Infodoc ID |
|
Synopsis |
|
Date |
12031 |
|
Capturing system hangs and crashes on Solaris 2.X |
|
2 Sep 1999 |
Collecting System Crash Dump Images
On Sun Solaris 2.X Systems
+----------------------+
| Panic() & Savecore |
+----------------------+
When a Solaris 2.X system panics, the panic() routine writes
an image of system memory to the dump device. This image is
delimited by short dump records, one at each end of the dump
image.
When the system reboots, /etc/init.d/sysetup is run. This
script can be used to call the savecore utility. By default,
the section of Bourne shell code which calls savecore is
commented out. The system administrator must uncomment it.
When run, savecore examines the dump device. If the two short
dump records are seen and it appears that a valid system crash
dump image exists, savecore will read the image and write it
into a disk file in a specified directory. Savecore also puts
a copy of the kernel namelist into this directory.
+---------------------------------+
| Dump Device Disk Requirements |
+---------------------------------+
The panic() routine is a rather primitive routine. It may not
know about volume managers or other advanced disk management
techniques and sub-systems.
Panic() can only write to one dump device. This will be the
primary swap device; in other words, the first swap device
listed in /etc/vfstab.
Crash dumps vary in size based on the memory configuration of
the system and how much of that memory was in use. Crash dumps
that use the entire allowed 2gb primary swap partition have been
seen on large systems, and in 64-bit Solaris 7, even larger
corefiles will sometimes be compressed to fit into a 2-gb swap
area.
Individual workstations tend to have much smaller crash dumps
and are often less than 50mb in size.
The primary swap device (disk partition) must be large enough
to hold the system crash dump image, and, before Solaris 7 systems,
must not be ONE BYTE larger than 2.0 gb, not even as a result of rounding
by the paritition or format commands, unless you have Solaris 2.6
with patch 107490, or 2.5.1 with 108083. See SRDB 6467.
+------------------------------+
| Savecore Disk Requirements |
+------------------------------+
Savecore is called from /etc/init.d/sysetup (which is hard-
linked to /etc/rc2.d/S20sysetup).
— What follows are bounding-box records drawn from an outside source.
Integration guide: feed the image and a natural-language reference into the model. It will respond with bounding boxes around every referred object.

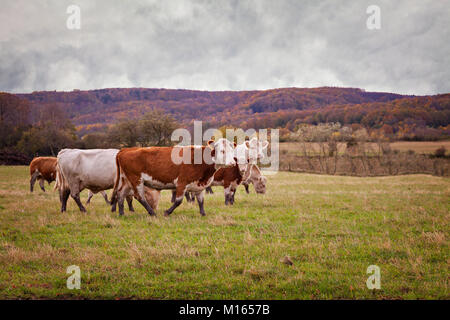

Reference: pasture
[0,166,450,299]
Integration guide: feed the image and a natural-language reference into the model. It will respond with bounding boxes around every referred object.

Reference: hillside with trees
[0,87,450,162]
[16,87,450,140]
Savecore is called with one
argument: the name of the directory where the dump image is to
be stored.
The specified savecore directory must be on a filesystem which
has enough disk space free on which to write the system crash
dump image. Remember that the image can be quite large at times.
If you are concerned about savecore taking too much space in the
filesystem, you may create the file minfree in the directory in
which savecore is to save the files. In this file, place a number.
This number specifies the minimum free space (in kilobytes) that
must be available in the filesystem for a dump to be created.
+-----------------------+
| /etc/init.d/sysetup |
+-----------------------+
By default, for version 2.x (not Solaris 7)
the last few lines of the sysetup script reads as:
##
## Default is to not do a savecore
##
#if [ ! -d /var/crash/`uname -n` ]
#then mkdir -p /var/crash/`uname -n`
#fi
# echo 'checking for crash dump...\c '
#savecore /var/crash/`uname -n`
# echo ''
For Solaris 7, do man dumpadm to get savecore information.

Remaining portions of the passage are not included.